We are introduced to Tess as a downsized reporter, approaching 30, living above her aunt’s bookstore and working part-time there and part-time for her uncle, who pays her out of his own pocket. She’s spinning her wheels in many areas–career, love, and even exercise, where she’s an enthusiastic but ultimately undisciplined rower who nonetheless faithfully works out every morning on the bay. This has led to a friendship with Darryl Paxton, known as The Rock, a nationally-ranked rower who’s become her friend.
When The Rock asks her to spy on his fiance, Tess is uncomfortable but needs the money. She soon finds out that the unsympathetic Ava is as unsavory as she seems, but her decision on how to confront The Rock with this knowledge leads to more trouble.

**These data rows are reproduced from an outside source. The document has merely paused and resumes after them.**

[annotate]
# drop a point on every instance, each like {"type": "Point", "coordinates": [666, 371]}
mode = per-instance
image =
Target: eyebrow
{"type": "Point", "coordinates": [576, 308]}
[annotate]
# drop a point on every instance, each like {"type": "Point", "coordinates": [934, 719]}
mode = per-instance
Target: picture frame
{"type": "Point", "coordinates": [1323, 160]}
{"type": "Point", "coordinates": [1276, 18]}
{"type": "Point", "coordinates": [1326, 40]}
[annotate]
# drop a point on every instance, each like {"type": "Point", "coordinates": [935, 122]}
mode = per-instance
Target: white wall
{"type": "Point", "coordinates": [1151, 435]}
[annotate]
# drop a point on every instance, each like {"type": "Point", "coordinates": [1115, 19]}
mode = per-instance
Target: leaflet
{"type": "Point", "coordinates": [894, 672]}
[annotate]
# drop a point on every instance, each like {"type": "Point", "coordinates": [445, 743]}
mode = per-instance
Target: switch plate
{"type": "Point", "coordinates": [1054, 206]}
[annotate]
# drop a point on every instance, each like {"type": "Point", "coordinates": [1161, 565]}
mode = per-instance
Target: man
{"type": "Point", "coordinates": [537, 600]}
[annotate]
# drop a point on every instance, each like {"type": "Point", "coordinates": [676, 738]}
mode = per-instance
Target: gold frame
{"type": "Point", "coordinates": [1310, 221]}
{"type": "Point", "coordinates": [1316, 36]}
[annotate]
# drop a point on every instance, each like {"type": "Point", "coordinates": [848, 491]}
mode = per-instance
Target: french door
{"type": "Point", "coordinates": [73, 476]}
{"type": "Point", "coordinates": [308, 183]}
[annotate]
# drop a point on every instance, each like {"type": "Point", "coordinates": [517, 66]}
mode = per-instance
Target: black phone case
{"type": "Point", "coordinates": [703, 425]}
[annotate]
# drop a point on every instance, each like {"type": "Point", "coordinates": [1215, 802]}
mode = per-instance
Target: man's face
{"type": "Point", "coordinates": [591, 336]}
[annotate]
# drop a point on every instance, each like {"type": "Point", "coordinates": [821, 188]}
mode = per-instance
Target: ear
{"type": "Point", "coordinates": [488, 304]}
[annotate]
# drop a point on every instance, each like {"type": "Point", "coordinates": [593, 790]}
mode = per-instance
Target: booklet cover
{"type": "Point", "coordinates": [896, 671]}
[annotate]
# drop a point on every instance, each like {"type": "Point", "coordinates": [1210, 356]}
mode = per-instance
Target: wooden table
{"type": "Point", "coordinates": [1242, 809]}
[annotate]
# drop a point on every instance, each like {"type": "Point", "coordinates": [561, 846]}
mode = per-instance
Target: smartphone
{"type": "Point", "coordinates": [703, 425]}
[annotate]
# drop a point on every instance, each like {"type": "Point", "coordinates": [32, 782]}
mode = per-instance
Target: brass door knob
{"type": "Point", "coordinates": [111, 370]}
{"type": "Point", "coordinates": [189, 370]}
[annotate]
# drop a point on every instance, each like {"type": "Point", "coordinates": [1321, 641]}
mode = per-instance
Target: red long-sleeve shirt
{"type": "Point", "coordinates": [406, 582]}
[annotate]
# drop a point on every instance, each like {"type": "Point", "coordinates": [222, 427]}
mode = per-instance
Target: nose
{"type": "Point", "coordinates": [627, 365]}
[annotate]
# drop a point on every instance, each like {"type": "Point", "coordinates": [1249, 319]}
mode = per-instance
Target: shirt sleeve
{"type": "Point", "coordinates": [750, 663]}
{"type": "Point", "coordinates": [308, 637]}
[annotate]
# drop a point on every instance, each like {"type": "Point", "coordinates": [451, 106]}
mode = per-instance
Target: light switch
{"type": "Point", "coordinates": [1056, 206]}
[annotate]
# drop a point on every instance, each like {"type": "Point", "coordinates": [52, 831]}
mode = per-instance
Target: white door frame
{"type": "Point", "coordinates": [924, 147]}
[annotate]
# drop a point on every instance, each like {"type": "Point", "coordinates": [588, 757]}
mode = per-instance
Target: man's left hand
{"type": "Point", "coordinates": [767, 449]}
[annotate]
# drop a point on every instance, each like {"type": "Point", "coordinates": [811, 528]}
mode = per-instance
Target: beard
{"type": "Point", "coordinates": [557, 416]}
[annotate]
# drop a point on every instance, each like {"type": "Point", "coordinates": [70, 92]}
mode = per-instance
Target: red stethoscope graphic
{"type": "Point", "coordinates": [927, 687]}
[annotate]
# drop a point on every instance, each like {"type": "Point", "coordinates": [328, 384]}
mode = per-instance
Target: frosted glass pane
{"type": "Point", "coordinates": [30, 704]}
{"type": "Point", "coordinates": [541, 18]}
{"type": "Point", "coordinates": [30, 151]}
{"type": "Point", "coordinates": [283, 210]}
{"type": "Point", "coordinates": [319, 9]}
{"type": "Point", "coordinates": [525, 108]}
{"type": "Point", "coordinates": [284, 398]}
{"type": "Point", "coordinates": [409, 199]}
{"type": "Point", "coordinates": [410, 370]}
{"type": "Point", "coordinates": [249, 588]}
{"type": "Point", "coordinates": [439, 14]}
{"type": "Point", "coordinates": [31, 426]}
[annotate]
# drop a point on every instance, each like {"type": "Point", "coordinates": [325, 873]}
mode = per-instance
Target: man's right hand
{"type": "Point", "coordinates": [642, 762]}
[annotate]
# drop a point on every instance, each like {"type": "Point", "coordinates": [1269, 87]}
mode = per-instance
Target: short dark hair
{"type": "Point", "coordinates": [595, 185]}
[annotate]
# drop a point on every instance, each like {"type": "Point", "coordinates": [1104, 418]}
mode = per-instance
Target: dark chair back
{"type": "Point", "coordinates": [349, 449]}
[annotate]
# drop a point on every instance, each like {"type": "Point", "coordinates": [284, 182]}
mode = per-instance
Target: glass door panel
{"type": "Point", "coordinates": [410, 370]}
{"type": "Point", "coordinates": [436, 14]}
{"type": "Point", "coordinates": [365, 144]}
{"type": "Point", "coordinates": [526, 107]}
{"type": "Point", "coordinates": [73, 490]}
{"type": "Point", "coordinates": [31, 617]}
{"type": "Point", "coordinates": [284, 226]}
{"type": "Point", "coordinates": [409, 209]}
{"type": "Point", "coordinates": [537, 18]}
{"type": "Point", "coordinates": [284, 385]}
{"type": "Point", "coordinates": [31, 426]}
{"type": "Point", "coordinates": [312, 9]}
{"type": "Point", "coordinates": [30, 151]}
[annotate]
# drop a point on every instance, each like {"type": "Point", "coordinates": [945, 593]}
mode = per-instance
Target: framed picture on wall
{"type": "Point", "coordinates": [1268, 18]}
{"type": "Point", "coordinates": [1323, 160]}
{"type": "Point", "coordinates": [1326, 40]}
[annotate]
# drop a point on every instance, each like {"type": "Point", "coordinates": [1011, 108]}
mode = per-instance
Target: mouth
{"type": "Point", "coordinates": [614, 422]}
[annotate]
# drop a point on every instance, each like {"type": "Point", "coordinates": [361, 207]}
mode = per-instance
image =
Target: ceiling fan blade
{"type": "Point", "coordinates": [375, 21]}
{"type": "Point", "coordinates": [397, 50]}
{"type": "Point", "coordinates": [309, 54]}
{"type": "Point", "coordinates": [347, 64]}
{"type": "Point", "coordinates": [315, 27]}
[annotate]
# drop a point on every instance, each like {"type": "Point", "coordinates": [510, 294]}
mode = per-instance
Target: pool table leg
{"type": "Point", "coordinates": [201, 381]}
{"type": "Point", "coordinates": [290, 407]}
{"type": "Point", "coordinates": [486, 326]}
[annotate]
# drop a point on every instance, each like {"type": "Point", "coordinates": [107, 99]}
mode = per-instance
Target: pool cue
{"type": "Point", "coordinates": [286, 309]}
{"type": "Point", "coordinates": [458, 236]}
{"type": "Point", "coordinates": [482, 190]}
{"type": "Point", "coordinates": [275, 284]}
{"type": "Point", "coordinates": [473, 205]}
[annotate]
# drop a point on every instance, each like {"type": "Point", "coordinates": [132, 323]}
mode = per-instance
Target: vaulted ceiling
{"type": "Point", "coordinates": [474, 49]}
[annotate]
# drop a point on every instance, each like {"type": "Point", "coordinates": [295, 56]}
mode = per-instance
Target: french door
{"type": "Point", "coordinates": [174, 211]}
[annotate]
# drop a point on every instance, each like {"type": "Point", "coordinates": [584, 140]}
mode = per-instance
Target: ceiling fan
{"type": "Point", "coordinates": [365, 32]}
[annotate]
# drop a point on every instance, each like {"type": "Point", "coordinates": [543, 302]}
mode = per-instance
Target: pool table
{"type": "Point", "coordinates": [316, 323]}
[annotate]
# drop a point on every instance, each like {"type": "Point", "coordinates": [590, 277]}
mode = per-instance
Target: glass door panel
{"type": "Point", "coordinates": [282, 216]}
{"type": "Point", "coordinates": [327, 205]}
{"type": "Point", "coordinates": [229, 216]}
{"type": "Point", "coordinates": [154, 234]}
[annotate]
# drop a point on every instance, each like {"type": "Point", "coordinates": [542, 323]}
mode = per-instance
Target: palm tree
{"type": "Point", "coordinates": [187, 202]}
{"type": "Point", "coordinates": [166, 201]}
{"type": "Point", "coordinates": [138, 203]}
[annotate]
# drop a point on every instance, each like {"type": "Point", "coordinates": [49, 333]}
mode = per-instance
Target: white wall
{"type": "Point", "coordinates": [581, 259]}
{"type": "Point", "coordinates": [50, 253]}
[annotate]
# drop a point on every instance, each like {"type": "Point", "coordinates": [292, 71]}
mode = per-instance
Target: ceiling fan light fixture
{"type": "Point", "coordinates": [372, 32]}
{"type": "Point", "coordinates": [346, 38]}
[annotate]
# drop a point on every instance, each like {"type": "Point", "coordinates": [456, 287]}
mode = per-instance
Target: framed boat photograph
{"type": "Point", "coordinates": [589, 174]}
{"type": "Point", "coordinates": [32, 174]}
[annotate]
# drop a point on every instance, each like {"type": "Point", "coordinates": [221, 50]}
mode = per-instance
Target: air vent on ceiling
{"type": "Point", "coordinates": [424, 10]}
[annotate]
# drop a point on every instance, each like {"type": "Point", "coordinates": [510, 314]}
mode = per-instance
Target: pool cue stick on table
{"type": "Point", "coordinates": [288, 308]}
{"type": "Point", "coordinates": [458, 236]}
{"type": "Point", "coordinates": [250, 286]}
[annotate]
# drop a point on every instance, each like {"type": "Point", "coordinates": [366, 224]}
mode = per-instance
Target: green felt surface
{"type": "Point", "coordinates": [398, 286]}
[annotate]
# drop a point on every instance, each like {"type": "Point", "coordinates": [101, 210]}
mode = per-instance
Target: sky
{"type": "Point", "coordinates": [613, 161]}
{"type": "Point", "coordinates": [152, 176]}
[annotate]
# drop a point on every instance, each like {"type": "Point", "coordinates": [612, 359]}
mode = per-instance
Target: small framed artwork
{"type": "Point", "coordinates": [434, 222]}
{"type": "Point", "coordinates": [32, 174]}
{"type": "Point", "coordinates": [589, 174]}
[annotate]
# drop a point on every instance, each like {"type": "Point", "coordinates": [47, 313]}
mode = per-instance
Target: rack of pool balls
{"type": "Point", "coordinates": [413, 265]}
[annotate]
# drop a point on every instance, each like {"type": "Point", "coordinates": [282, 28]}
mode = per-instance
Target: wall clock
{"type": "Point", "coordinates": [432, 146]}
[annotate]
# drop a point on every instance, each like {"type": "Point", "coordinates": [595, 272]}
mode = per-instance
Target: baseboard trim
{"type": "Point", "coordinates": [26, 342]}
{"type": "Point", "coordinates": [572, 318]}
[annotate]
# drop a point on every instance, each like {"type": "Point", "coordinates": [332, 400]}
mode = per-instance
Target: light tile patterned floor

Tess concocts a plan in which Ava is the one to break the bad news, but this backfires when an upset Rock goes to confront the objectionable lawyer Michael Abramovitz, and he’s later found dead in his office. Of course Rock is arrested and charged. He hires another rower as his lawyer, a former Olympic medalist now in a wheelchair, who hires Tess to do some busy-work for him, little realizing how this will change her life.
Tess is convinced of her friend’s innocence, but things look very bleak indeed, especially as Rock admits to physically assaulting the man. She begins her own investigation, digging deep into Abramovitz’s past and doing some light breaking and entering, never realizing she might be endangering those around her.
The novel has a somewhat uneven start, noticeable because Lippman has become a much better writer with time and practice, but things soon pick up, characters develop, and the book becomes hard to put down. Tess is likeable from the start. It’s fun to watch her begin to use her skills gained as a reporter to uncover things, and her instincts to make the right guesses and follow the right leads. The city itself is almost another character in the novel, and Tess has to put her knowledge of the place to use time and again to get what she wants.
Baltimore Blues is an excellent first novel. This edition also includes a brief interview with the author in the back, and it was fascinating to read her account of how she began to write novels in the first place.